Norman’s quiet pleasures by his uncle’s side, his reading and sketching, soon gave place to more active out-of-door amusements. He formed a friendship with two boys who lived in the neighborhood, who were so well-trained, that his uncle readily consented to his intimacy with them.
“Even a child is known by his doings;” and it is well when a boy has already formed a character which inspires confidence, and allows parents and friends safely to trust in him. Such a lad will probably retain in manhood the respect and confidence he has won in boyhood.
Norman went every evening with Alfred and Herbert Walduf to bathe in the Rock river, and sometimes he went with them to fish, or walked with them in the woods.
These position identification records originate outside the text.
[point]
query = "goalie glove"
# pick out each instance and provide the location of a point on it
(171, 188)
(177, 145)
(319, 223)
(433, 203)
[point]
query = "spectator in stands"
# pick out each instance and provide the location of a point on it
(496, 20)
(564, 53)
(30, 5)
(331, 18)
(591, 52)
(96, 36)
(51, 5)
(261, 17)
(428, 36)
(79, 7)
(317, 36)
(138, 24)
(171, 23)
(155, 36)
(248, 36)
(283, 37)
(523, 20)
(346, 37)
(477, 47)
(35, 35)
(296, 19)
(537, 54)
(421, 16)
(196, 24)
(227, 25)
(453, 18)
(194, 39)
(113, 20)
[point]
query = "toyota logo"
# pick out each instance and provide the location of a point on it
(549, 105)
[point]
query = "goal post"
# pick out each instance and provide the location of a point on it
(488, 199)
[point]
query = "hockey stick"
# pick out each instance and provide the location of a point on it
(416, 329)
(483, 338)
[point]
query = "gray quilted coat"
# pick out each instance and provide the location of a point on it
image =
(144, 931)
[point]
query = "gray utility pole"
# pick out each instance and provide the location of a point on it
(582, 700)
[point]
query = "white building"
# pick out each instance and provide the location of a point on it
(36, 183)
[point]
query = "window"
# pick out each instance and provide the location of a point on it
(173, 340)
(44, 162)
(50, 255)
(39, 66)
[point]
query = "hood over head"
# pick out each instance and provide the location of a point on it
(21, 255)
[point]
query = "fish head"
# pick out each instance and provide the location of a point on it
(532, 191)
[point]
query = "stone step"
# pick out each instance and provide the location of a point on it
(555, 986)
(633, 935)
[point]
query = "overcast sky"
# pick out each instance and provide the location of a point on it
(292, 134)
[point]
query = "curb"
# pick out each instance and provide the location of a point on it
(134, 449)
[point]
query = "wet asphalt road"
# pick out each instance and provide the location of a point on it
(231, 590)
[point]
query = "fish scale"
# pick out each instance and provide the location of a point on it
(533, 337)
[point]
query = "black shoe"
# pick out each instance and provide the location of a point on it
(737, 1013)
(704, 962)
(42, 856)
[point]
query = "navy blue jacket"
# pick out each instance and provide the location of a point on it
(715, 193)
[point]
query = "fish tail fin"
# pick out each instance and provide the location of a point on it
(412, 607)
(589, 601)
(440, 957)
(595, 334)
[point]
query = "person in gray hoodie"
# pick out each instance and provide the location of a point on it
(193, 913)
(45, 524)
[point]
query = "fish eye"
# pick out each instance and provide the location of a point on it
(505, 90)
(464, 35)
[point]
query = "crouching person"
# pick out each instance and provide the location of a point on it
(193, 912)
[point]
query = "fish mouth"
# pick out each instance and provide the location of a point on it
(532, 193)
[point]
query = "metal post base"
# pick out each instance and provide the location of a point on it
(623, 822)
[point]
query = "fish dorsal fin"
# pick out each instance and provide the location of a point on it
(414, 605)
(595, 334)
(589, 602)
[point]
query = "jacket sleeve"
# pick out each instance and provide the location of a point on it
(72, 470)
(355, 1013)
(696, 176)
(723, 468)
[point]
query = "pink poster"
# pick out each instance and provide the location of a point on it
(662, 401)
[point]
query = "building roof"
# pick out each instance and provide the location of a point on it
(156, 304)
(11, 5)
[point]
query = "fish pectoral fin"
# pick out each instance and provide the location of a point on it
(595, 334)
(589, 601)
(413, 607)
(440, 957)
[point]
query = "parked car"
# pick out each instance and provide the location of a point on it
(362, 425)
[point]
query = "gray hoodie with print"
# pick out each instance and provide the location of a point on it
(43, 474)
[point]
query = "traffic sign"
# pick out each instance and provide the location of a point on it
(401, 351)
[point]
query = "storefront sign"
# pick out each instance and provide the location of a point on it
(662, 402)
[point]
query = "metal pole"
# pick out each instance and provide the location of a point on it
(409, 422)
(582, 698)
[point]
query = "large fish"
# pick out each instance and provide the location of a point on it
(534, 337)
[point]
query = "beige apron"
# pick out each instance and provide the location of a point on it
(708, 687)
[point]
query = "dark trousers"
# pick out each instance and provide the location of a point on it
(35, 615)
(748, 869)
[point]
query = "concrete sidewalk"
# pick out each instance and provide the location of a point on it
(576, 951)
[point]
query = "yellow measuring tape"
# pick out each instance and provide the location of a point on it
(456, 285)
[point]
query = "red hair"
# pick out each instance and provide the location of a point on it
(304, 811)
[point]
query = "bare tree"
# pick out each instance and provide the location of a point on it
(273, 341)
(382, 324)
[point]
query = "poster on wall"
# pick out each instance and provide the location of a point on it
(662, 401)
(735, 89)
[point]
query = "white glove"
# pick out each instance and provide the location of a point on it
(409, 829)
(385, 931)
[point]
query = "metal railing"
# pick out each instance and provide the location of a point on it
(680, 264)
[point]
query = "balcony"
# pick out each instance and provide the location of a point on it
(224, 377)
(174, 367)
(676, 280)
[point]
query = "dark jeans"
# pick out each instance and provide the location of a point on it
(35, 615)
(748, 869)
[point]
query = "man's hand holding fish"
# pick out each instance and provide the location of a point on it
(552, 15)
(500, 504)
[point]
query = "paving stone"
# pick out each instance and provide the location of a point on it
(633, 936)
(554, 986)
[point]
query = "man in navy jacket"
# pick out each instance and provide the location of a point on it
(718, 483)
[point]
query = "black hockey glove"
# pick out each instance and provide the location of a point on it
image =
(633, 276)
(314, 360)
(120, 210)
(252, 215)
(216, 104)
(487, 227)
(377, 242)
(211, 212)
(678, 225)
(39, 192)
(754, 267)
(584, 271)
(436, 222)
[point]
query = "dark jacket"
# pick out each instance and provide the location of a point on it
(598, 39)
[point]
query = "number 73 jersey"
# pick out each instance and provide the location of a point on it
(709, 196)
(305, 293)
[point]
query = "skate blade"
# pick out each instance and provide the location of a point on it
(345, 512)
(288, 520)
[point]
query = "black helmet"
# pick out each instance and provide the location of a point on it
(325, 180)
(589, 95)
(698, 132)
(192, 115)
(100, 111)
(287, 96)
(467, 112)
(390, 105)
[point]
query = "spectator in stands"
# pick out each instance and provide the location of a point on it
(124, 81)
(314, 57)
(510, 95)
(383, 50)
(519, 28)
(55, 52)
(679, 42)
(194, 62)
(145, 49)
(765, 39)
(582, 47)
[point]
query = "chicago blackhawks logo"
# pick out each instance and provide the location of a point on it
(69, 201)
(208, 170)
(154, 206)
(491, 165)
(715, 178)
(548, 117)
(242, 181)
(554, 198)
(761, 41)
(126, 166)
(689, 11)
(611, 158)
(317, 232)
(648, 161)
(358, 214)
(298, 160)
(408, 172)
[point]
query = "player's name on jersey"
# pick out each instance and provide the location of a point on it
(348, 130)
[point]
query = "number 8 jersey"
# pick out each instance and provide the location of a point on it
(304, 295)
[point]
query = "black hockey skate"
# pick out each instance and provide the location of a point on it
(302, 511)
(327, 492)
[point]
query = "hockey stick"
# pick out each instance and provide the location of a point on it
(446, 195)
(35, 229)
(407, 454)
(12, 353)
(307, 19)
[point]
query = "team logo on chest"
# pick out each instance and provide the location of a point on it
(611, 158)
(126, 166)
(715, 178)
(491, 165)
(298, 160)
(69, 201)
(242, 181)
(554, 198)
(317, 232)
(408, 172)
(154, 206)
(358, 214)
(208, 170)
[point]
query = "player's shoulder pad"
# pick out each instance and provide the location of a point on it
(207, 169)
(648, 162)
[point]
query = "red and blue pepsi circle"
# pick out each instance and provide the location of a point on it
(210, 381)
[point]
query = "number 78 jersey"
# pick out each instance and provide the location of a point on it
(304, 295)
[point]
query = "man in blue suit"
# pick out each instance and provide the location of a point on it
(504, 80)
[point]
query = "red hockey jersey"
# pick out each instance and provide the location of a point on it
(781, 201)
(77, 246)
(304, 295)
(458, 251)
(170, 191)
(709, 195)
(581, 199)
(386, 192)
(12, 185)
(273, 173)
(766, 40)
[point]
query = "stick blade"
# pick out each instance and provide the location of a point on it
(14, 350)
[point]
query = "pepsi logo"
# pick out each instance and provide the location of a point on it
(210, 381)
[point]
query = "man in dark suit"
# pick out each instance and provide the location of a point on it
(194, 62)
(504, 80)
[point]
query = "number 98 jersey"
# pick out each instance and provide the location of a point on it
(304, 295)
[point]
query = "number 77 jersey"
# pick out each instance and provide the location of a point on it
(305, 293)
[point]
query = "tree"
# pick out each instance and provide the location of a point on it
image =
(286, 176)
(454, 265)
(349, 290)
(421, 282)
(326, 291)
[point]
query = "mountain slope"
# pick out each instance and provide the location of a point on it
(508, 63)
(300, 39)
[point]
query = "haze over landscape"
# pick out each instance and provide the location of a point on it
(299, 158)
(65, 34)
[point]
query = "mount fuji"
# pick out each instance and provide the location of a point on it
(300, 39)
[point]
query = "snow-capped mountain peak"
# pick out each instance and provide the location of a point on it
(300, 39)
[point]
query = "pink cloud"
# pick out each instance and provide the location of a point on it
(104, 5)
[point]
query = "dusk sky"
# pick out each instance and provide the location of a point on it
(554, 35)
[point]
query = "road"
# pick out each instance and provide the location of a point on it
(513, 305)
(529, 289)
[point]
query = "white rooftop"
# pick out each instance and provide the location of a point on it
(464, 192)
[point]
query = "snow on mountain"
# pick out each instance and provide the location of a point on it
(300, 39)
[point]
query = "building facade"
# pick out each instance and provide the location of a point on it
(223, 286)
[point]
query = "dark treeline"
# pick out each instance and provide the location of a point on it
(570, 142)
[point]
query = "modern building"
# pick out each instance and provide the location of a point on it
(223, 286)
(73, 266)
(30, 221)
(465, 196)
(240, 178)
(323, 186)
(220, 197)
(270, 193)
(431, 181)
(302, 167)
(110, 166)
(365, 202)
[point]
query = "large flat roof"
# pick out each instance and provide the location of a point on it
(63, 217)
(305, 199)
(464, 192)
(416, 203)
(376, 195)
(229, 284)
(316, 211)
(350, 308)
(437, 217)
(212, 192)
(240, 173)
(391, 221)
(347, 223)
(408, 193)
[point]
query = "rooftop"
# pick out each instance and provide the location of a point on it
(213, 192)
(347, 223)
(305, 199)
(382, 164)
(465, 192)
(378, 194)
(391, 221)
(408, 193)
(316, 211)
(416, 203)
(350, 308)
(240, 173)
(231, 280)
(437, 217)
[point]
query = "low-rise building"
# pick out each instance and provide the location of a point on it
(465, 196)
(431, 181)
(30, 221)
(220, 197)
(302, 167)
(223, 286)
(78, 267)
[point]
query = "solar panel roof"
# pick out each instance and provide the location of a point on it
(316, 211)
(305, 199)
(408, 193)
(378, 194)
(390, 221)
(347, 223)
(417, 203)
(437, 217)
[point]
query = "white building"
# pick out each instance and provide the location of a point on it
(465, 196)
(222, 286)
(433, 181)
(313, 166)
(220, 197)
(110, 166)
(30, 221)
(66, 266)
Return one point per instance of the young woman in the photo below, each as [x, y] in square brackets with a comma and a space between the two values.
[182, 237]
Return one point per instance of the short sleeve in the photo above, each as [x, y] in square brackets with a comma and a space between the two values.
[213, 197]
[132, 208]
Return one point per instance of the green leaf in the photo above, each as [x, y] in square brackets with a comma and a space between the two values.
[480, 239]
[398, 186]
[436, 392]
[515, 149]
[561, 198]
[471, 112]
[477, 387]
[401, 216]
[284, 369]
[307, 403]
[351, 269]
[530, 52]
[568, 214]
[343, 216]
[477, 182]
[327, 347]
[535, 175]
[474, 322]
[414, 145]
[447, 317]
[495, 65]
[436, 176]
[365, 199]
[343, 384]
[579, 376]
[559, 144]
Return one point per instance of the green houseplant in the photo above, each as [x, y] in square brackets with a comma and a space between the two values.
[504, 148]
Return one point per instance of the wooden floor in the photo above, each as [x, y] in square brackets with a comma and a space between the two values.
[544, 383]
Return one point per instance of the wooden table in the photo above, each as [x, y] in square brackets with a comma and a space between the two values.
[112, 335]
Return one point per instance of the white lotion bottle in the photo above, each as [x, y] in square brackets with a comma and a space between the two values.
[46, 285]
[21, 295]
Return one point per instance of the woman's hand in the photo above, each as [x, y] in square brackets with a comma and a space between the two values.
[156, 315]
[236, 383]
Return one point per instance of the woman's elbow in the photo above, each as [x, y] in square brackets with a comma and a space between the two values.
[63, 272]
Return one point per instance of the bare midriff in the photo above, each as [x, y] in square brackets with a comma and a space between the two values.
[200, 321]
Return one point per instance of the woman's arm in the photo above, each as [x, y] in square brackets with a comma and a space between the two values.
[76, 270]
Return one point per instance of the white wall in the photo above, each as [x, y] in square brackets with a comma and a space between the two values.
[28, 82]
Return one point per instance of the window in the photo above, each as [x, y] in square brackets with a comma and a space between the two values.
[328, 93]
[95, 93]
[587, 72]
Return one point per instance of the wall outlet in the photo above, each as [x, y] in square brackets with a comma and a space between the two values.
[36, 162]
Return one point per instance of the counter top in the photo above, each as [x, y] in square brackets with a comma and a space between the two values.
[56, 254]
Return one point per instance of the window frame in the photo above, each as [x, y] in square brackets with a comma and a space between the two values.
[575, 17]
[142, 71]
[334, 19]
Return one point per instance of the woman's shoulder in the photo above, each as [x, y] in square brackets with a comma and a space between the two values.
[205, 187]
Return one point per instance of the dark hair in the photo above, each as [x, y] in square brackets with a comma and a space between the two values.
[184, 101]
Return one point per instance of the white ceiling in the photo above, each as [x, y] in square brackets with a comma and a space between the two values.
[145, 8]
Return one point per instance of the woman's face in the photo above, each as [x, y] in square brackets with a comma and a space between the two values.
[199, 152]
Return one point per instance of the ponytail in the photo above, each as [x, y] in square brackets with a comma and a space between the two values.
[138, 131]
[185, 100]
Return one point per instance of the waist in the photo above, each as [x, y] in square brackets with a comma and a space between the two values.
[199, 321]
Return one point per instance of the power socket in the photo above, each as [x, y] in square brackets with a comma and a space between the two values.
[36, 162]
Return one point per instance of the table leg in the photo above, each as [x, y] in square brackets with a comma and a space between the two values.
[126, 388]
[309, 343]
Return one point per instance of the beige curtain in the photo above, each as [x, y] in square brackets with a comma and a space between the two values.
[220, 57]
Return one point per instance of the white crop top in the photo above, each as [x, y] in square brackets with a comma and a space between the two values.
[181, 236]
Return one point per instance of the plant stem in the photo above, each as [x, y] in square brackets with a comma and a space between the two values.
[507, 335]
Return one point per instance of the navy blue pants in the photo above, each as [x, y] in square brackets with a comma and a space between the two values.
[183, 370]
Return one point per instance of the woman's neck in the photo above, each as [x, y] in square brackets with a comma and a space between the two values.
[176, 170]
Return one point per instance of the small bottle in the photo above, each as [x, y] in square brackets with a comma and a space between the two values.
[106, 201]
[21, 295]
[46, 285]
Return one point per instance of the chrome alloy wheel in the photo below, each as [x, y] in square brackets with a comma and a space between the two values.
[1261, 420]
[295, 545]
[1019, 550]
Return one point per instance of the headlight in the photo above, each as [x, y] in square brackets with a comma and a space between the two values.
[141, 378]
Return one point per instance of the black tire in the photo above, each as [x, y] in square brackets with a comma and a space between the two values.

These boys were regular attendants at the Sunday school of which Mr. Laurence, Aunt Ellen’s brother, was superintendent, and they asked Norman to go with them to school. How earnestly the children listened when their superintendent told them of the sad fate of four of their number who had recently joined with them in their hymns of praise. They had removed a short time before with their parents to a town not far distant, where their father had received a call to preach. A letter had been received from their mother, describing the situation of their new home, by the side of a little stream, and saying that she thought she had found a pleasant resting-place.
Father, mother, and eight children were all gathered together one peaceful Sabbath; the two elder sons having come home from their places of business to spend a few days with their family. Kind and affectionate words were spoken—a thankful retrospect of the past, and hopeful glancings to the future.
The next day the little stream began to rise and swell, and the children greatly enjoyed the transformation of their quiet brook into the rushing torrent. Enjoyment, however, gave place to alarm as the waters rose higher and higher, till they reached the house.
Some men from the village came down and advised them to seek a more secure shelter. On measuring the waters, however, they found that they had fallen four inches; and the father, thinking that the worst was over, concluded that they had better remain in the house. The men, gathering up some clothes that had been left out to dry, handed them to the inmates of the house, and left them.
There were anxious hearts in that lonely dwelling that night, as they listened to the rushing waters without. The baby wakened, and the elder brother, to amuse and quiet the little thing, gave it his watch to play with. Suddenly there was a crash, and the house was loosened from its foundations. There was a cry heard from the wife and mother, and then all other sounds were lost in the roar of the waters. Stunned, half unconscious, the father felt himself borne onward by the rushing flood. As the stream carried him past an overhanging tree, he caught hold of its branches, and there he hung till the morning light brought help and rescue. He was a childless man; the loving faces of wife and children he was to see no more till the morning of the resurrection. Four of the bodies were found the next morning beneath the ruins of the house. The infant’s hand clasped the watch, still ticking, while its own pulse was stopped forever. The waters of the stream, swelled by the great freshet, had been obstructed by a culvert on the railway till it gave way, and the accumulated mass of waters had swept on with resistless impetuosity, working ruin and death.
And then Mr. Laurence enforced the lesson so often taught, so soon forgotten, of so living that when the cry is heard, “Behold the bridegroom cometh!” whether at midnight or in the morning, we may go forth with joy to meet him.